What's Tony Thinking

Trump in the Rear-View Mirror


At least from where I sit, the Trump Presidency seems to be fast receding into the rear-view mirror. In part because Trump is doing little besides complaining about the election and sulking.

His lawsuits fail (before judges he appointed), networks call his claims of a “rigged election” false on a routine basis (no more both-sider-ism), his Attorney General Bill Barr says he has found no problems with the election, and even Fox News mostly can’t seem to find it within itself to propagate Trump’s lies.

Of course, I “sit” in the blue bubble of Seattle and mostly listen/ watch NPR and PBS. So things may look different elsewhere. Still, Trump and his post-election machinations begin to look more like what they are — a dangerous farce — rather than a real attempt to overturn the results of the election.

That is not to say that Donald Trump will no longer be a presence or factor in American politics. Likely he will carry on from the sidelines, at least for a while, maybe into 2024. Should something terrible happen on Biden’s watch Trump will be all over it.

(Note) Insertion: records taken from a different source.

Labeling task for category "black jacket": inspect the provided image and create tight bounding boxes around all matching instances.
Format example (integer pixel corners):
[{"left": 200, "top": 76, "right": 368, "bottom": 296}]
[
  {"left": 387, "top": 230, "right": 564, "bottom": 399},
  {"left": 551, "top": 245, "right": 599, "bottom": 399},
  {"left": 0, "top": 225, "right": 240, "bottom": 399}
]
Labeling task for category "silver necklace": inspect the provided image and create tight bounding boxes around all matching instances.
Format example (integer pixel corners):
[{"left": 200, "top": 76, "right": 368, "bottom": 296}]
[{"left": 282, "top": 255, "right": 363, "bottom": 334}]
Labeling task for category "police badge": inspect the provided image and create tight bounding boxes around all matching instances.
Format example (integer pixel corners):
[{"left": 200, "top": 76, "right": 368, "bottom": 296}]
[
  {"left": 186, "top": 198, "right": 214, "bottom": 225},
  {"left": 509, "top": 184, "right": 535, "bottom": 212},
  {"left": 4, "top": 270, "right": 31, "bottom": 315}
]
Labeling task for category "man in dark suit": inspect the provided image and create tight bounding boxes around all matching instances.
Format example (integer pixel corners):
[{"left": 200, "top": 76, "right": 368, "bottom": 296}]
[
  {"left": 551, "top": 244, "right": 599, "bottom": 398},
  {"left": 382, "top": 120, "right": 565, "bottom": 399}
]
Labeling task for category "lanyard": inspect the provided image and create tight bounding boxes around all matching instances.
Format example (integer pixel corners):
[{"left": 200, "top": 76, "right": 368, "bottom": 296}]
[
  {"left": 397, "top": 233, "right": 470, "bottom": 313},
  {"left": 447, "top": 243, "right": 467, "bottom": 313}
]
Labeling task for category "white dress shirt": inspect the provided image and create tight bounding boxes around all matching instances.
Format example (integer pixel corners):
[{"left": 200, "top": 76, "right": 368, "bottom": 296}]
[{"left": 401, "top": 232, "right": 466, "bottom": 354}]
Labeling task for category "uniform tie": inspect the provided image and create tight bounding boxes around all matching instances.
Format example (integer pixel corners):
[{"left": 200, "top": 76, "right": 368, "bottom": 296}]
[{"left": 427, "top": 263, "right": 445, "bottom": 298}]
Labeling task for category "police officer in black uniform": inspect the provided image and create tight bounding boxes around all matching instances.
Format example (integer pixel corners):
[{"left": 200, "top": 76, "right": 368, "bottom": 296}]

But, to take the more optimistic view, Trump is indeed receding into our national rear-view mirror. If so, how then are we to think about these last four years?

While there will certainly be many angles for evaluation, I was struck by a distinction made by the essayist Lance Morrow in his 2003 book on Evil. 

That distinction is between “wrong” and “evil.”

Morrow says that he would have trouble calling the Nazi “Final Solution” or the torture-murder of a child “wrong.” They are something different. They are evil.

As I think about the Trump Presidency, Morrow’s distinction seems helpful. One can disagree with people and argue that they are “wrong,” even as they may conclude and say the same about you. This seems like normal life — we disagree — as well normal behavior in the realm of politics.

But Trump went beyond wrong to something I would call evil. One might, for example, believe his trade policies “wrong” or not. But his relentless, bold-faced lying was something else. His tactic was to repeat a lie so often that many came to accept it as truth — the election being the most recent case in point. That’s a different order of magnitude than “wrong.”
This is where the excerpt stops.